R. – Sono quelli che sembra che siano nati perché possano andare in carcere. Sono quelli che senz’altro scontano la pena dal primo giorno fino all’ultimo, anzi vengono ripresi successivamente se non hanno scontato tutta la pena, e noi li ritroviamo lì, dove non hanno niente. L’anno scorso la Caritas ha fatto una campagna per tutte le parrocchie di Roma per chiedere che venissero dati indumenti intimi. Uno non ci pensa mai a questo: dà un cappotto, un paio jeans, un paio di scarpe ma queste persone entrano così come stanno vestite e gli viene dato solamente un paio di mutande o una maglietta che gli dovrebbero bastare. Si devono comprare da soli qualcosa e, se non hanno soldi, rimangono con i vestiti che hanno addosso nel giorno in cui sono stati arrestati. La campagna chiede di ridare dignità alla persona, di assicurare almeno il minimo indispensabile, perché la persona si senta veramente persona, non più un numero buttato lì che sta aspettando di potere un domani ricominciare a vivere.

D. – La strada non può essere quella della impunità, nel senso che nessuno va più in carcere…

R. – Certamente. Il carcere però non può essere considerato una vendetta, non dobbiamo vendicarci di chi ha sbagliato. Dobbiamo trovare gli strumenti ed è difficile questo. Io mi rendo conto che non è un discorso semplice ma dobbiamo trovare percorsi per far sì che le persone, se si sono rese conto del male che hanno fatto, possano non solo riparare il male fatto ma riprendere anche un cammino di vicinanza di nuovo in questa nostra società. La deresponsabilizzazione - diceva Gandhi - è la forma più grande di violenza che esista.

D. – La Chiesa sta sempre dalla parte degli umili, il Papa è andato nelle carceri e la Caritas e i cappellani sono vicini in prima linea…
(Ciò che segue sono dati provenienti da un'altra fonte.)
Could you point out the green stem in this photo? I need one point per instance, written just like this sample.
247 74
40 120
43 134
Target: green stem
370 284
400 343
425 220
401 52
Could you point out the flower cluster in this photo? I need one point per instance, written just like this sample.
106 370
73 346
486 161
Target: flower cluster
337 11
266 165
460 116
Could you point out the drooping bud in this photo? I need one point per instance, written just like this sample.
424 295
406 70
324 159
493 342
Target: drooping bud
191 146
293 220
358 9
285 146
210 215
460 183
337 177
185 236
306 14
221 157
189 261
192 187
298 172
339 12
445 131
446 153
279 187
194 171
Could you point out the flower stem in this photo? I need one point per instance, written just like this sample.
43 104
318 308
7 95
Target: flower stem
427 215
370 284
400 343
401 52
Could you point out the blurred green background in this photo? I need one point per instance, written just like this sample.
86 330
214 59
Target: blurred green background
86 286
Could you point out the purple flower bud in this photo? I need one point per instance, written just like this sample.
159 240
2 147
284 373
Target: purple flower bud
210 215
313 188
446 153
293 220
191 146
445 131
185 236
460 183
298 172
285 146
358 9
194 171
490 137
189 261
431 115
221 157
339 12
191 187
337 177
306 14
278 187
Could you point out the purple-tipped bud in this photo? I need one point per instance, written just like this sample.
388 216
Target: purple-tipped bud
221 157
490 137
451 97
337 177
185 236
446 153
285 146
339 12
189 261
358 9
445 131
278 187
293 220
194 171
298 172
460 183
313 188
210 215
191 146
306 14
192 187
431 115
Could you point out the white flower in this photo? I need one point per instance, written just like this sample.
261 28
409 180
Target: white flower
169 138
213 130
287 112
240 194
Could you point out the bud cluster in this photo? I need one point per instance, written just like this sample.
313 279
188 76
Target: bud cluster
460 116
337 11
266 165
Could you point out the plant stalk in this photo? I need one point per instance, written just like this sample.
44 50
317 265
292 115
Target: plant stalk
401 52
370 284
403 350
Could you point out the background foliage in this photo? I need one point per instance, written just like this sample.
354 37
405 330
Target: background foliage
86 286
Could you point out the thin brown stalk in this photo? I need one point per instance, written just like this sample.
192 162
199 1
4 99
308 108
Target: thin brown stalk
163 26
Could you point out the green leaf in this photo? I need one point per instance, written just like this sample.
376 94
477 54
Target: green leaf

R. - L’anno scorso a novembre il Papa è andato nel carcere di Rebibbia. E il 23 dicembre ci andrà di nuovo il cardinale vicario. Noi siamo stati sempre presenti davanti alla problematica, l’abbiamo sempre denunciata.

D. – Che appello lanciare alla politica?

R. – L’appello che faccio continuamente è che in questa nostra società la persona sia considerata un individuo avente diritti. E’ ovvio che ha anche i suoi doveri, ma non deve essere considerato solo un cliente, un cliente positivo o negativo, scomodo da eliminare, oppure un cliente che devo venerare, ma una persona in quanto tale che è soggetto di precisi diritti. Credo che la società debba ricordare questo per tutti, dal primo all’ultimo, e dall’inizio alla fine della vita.

Al microfono di Fausta Speranza, don Sandro Spriano sintetizza una delle tante esperienze possibili di incontro e di riconciliazione con l’umanità racchiusa nel mondo delle carceri promosse e portate avanti dalla Caritas e dai volontari. Racconta della moglie di un carabiniere ucciso di recente che ha accettato di recarsi in visita a chi si è macchiato dell’orrendo crimine:RealAudioMP3

R. – Oggi pomeriggio questa donna viene con me a portare la sua testimonianza alla celebrazione eucaristica che facciamo in carcere. Lei non chiede l’ergastolo per chi ha brutalmente ucciso il marito carabiniere, morto dopo sette mesi in coma. Piuttosto lei vuole incontrare questo ragazzo – ha già incontrato i suoi genitori – e dirgli: “Io mi preoccupo adesso che tu possa crescere con modalità diverse, forse, rispetto a quelle che ti hanno portato a compiere quel gesto orribile”. Quindi lei è su un percorso di riconciliazione, che è quello che tutti vorremmo. E lo vorremmo anche per la sicurezza delle nostre città. Perché se non facciamo questo, chi entra in carcere, poi, esce più delinquente di prima.